Ignition Interlock Violation from the Michigan Secretary of State

A notice of ignition interlock violation from the Michigan Secretary of State also reinstates your previous license revocation. In other words, if the Michigan Secretary of States Administrative Hearing Section (AHS) receives notice from your interlock company of an alleged violation, it revokes your license all over again. This is technically called a “reinstatement” of the original action, meaning you’re the reinstatement of you original license revocation. These are horrible situations, and, to make matters worse, in many cases, the violation shouldn’t have been issued in the first place. I can help.

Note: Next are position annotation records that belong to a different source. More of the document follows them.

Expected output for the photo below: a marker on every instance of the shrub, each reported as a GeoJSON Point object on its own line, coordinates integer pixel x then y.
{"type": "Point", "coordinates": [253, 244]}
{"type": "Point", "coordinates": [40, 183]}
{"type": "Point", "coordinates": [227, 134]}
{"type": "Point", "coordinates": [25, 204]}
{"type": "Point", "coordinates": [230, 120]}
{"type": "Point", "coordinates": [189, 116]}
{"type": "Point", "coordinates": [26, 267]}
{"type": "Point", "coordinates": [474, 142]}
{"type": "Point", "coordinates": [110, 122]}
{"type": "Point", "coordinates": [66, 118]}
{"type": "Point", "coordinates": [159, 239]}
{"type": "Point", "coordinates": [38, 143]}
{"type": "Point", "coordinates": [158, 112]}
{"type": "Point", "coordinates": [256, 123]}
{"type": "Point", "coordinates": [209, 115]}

If you’ve received an ignition interlock violation, you need to take action right away. The first thing you must do is pay attention to dates, because you only have 14 days from the effective date of the reinstatement of your revocation to request a hearing to challenge the violation. If you miss that deadline, then your license will be gone for good.

While there are numerous reasons an interlock violation can be issued, 4 of the most common are:

  1. Tamper/Circumvent
  2. Initial Startup Failure
  3. Skipped (missed) Rolling Retest, and
  4. Rolling Retest Failure

Usually, a “tamper/circumvent” violation occurs when there is a power disconnect or power failure to the vehicle. This most often happens when mechanical work is done on the car, or when a battery is switched out or disconnected, even momentarily. The frustrating part is that many times, the person will have called his or her interlock company to inquire about what to do, before any work is done on the vehicle. Then, doing exactly as they were told, they still wind up violated, anyway.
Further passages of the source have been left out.